The New Zealand, Australia, and U.K. arms of the trial have already ended, and the U.K. investigators actually published their results in The Lancet in December. The results were not promising. The drug did not prolong pregnancy or improve outcomes. But the trial showed no serious adverse outcomes linked to sildenafil either, so the Dutch and Canadian trials continued until the news of the 11 deaths this week. In a statement, Kenneth Lim, principal investigator of the Canadian trial, said he was unaware of adverse outcomes in Canada but has suspended the trial.

It’s too early to tell exactly what happened, but one specific detail stands out. Amsterdam University Medical Center, which led the Dutch trial, noted in a press release that 93 pregnant women had taken sildenafil in the trial, and that 19 babies had died, 11 possibly of “a form of high blood pressure in the lung”—notable because sildenafil is actually approved to treat high blood pressure in the lungs in adults.

But sildenafil can have the perverse effect of causing the exact problem it’s supposed to solve if patients quit the drug suddenly, says Robert Tulloh, who studies the condition (pulmonary hypertension) at University Hospitals Bristol. The body can acclimate to the drug over time—in the same way that taking steroids can lead to the body producing fewer natural steroids. Now imagine fetuses growing inside women on sildenafil. When they are born, their lungs have to suddenly start working and they are cut off from sildenafil. In addition, says Tulloh, sildenafil affects a very basic cellular pathway in the human body involving nitric oxide. “Even amoebas have nitric oxide capability,” he says. Using the drug during fetal development may have other unintended side effects. (Amsterdam UMC did not immediately respond to questions about the cause of the infant deaths.)

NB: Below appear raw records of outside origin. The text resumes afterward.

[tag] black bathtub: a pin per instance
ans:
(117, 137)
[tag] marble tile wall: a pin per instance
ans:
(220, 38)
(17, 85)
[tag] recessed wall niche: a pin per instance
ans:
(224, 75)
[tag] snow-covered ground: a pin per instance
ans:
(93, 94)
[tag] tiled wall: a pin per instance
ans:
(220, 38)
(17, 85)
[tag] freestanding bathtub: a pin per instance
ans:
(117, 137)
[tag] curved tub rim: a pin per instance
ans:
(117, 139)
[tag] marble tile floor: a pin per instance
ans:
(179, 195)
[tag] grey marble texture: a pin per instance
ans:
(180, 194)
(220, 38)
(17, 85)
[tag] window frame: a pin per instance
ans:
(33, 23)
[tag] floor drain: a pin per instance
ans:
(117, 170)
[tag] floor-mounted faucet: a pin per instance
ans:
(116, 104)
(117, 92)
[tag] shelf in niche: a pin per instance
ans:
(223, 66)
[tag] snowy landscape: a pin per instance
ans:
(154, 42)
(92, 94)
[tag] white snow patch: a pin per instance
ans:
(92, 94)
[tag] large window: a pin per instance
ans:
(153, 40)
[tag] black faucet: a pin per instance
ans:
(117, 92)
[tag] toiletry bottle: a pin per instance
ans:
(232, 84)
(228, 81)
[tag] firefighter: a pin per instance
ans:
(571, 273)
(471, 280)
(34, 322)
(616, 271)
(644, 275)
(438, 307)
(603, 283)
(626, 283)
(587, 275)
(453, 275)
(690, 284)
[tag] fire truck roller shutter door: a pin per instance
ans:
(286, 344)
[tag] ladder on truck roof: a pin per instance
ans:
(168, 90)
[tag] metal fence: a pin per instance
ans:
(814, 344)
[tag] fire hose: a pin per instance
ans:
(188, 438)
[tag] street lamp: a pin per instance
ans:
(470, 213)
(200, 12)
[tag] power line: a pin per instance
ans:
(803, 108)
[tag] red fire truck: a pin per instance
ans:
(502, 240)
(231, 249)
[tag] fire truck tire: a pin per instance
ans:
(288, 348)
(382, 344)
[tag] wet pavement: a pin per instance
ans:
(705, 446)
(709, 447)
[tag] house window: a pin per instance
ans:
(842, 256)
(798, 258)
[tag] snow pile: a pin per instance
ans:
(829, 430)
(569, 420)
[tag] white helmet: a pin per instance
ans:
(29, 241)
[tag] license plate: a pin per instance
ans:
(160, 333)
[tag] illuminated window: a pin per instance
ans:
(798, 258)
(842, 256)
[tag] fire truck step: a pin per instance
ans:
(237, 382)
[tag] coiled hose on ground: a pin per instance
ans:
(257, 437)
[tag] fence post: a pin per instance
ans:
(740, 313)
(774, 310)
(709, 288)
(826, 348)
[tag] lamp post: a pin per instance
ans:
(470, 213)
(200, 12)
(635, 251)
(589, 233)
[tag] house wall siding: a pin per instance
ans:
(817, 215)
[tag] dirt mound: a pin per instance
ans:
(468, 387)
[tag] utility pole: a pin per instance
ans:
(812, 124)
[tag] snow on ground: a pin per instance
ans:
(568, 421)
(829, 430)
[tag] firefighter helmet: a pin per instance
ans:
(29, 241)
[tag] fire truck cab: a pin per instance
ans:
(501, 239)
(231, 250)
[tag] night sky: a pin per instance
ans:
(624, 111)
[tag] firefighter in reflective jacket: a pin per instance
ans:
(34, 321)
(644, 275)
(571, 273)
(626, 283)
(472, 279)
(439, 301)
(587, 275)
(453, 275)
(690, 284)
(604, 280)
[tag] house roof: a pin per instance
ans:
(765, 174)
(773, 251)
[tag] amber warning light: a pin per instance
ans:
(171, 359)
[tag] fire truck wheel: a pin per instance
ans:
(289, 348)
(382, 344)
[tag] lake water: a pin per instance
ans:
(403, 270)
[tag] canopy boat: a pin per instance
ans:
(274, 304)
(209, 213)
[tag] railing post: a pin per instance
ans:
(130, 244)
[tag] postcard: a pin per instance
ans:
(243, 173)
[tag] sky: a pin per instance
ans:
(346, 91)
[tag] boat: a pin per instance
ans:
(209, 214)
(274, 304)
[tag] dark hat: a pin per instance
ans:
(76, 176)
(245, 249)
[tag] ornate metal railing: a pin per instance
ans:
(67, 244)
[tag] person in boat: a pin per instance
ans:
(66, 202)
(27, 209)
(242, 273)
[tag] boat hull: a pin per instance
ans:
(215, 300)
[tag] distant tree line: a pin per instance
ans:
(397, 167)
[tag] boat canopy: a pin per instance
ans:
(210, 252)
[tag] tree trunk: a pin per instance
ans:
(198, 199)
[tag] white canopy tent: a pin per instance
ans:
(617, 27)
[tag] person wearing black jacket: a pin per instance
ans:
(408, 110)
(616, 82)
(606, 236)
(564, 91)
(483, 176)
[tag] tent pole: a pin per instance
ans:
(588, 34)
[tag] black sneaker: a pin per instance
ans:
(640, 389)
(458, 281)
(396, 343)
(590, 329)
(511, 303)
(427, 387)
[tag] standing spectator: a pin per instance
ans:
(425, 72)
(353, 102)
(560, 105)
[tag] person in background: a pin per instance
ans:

Sildenafil is approved for pulmonary hypertension in adults, but its use in newborns and children is controversial. In 2012, the FDA actually issued a warning about using sildenafil for pulmonary hypertension in children ages 1 to 17. The warning was the result of a long-term trial, where children on high doses of the drug died at markedly higher rates than those on lower doses. But it’s still being used—frequently enough that the FDA had to issue a clarification in 2014 that its warning was not meant to discourage sildenafil in children in all cases. Its use in newborns, particularly premature babies, is also off-label.

Viagra is now sold as a generic, and its popularity as an erectile dysfunction drug means a ready supply is available. “Because it’s so cheap people are using it all sorts of situations,” Tulloh says.

The high cost of drug development has led scientists to repurpose previously approved drugs across diseases. Current trials for sildenafil include everything from cancer, to concussions, to urinary incontinence. The biology and economics of sildenafil are connected.

When a drug can potentially have so many different effects, it also has a lot of side effects—some of them, unfortunately, even deadly.